Kurum’un “31 Mart’ta Gazze’deki mazlumlar sevinecek. Gazze’de elini bize uzatan kardeşlerimiz, Gazzeli yavrularımız sevinecek. Gazze’nin özgürlüğü için İBB olarak Gazze’ye yapacağımız yardımlar için 31 Mart’ta milletimiz gerçek belediyecilikten yana tavrını koyacaktır” sözlerine Özgür Özel: “Çapsız, samimiyetsiz, istismarcı”, Ekrem İmamoğlu: “Aslında hükümeti eleştiriyor”, Ali Babacan: “Gazze’yi belediye seçimine malzeme yapmak utanç verici”, Ahmet Davutoğlu: “O kadar çağrı yaptık, Gazze için bu istismarcıları harekete geçiremedik!”, Temel Karamollaoğlu: “Gazzeli mazlumların acılarını yerel seçimlere alet etmek ahlaksızlıktır, seviyesizliktir, vicdansızlıktır!” diye sert tepkiler verdi.

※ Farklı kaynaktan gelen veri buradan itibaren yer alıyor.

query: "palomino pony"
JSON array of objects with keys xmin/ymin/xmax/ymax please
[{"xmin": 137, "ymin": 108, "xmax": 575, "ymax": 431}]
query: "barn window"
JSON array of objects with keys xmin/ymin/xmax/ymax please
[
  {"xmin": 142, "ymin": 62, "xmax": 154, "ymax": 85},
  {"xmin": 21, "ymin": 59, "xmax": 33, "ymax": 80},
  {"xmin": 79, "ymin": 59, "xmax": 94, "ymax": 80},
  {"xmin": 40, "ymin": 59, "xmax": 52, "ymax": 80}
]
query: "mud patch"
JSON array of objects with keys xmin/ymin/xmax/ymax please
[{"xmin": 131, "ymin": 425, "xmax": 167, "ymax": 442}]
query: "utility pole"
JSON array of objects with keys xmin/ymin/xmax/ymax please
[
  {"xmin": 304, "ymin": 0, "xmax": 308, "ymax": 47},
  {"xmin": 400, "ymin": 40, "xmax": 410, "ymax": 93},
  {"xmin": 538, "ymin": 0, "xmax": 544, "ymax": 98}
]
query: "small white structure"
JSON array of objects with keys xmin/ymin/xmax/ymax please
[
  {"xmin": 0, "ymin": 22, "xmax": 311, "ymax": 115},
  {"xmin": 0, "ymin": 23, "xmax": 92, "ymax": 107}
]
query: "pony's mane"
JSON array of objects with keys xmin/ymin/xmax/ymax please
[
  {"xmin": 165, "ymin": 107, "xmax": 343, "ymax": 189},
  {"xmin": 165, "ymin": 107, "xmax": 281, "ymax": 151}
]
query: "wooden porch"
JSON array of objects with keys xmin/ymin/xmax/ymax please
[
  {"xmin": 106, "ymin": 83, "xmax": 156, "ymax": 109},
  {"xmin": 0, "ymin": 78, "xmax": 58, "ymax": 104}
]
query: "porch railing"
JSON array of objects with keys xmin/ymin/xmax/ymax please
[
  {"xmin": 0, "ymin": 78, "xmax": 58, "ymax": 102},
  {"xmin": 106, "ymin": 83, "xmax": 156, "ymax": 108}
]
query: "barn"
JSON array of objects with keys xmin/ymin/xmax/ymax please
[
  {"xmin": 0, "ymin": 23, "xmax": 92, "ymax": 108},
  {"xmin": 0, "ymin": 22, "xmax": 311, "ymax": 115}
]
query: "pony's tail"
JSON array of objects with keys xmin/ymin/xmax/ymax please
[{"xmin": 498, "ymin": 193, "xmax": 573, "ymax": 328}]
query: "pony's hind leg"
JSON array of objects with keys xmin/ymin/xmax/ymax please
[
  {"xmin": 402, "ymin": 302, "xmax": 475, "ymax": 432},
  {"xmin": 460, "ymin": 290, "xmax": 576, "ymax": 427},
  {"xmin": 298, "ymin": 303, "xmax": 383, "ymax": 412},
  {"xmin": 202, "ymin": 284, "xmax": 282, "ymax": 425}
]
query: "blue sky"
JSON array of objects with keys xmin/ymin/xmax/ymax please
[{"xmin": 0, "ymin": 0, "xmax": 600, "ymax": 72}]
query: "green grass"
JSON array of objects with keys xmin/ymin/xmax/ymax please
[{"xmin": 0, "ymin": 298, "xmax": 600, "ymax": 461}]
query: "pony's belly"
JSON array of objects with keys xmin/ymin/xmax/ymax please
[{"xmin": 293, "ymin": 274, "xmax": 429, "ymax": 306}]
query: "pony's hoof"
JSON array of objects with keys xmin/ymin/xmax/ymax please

Aslında Kurum’un esas devirdiği çam İHH’yı ziyareti sırasında ısrarla “Kudüs’te yaşanan zulüm” demesiydi.

Bürokrasiden gelen bir aday için beklendik potlar bunlar.

(Daha önce bu köşede siyasetten gelmeyen, organik olmayan adayların en büyük dezavantajının bu ideolojik ve söylemsel açık olabileceği yazılmıştı.)

https://www.karar.com/yazarlar/yildiray-ogur/ak-parti-neden-siyasetten-aday-cikaramadi-1598644)

Peki, Gazze konusunda İslami ve muhafazakar kesimlerde hükümete karşı bu kırıklık, küskünlük, eleştirel dil seçimlerde ABD ve İngiltere’de ilk örnekleri görünen bir siyasi tepkiye, kopuşa neden olur mu?

AK Parti hükümeti ve Cumhurbaşkanı Erdoğan Gazze konusunda kendisinden beklenen performansı göstermese de Gazze meselesinde Hamas ve İsrail’i birlikte kınamadan öteye bir cümle kuramamış, bir eylem ortaya koyamamış, hatta sadece Gazze için bir afiş bile asamamış, genel olarak İslam dünyasındaki trajedileri AK Parti’ye havale etmiş CHP, İYİ Parti ya da gündeminde pek de Gazze olmayan Türkiye’deki seküler medyaya bakıldığında hala AK Parti bu konuda ehveni şer olarak görünecektir.

Saadet, Gelecek, DEVA, Yeniden Refah, Hüda Par gibi partililerin Gazze duyarlılığı ve iktidara haklı eleştirileri ise takdir edilen ama bu takdirlerin oyları bölmek için yetmeyeceği olumlu puanlar olarak hanelerine yazılacaktır.

Murat Kurum’un Gazze’yi seçim kampanyasında amatörce kullanması haklı olarak eleştirilse de İstanbul’da Gazze için mevcut belediyenin bir tane afişi bile yokken, kimin bu konuda daha duyarlı olduğu büyük bir sır değil, her zaman ve kolaca siyasi duyarlılıklar hissedilir ve sözler hatta potlardan daha kalıcı etkiler yapar.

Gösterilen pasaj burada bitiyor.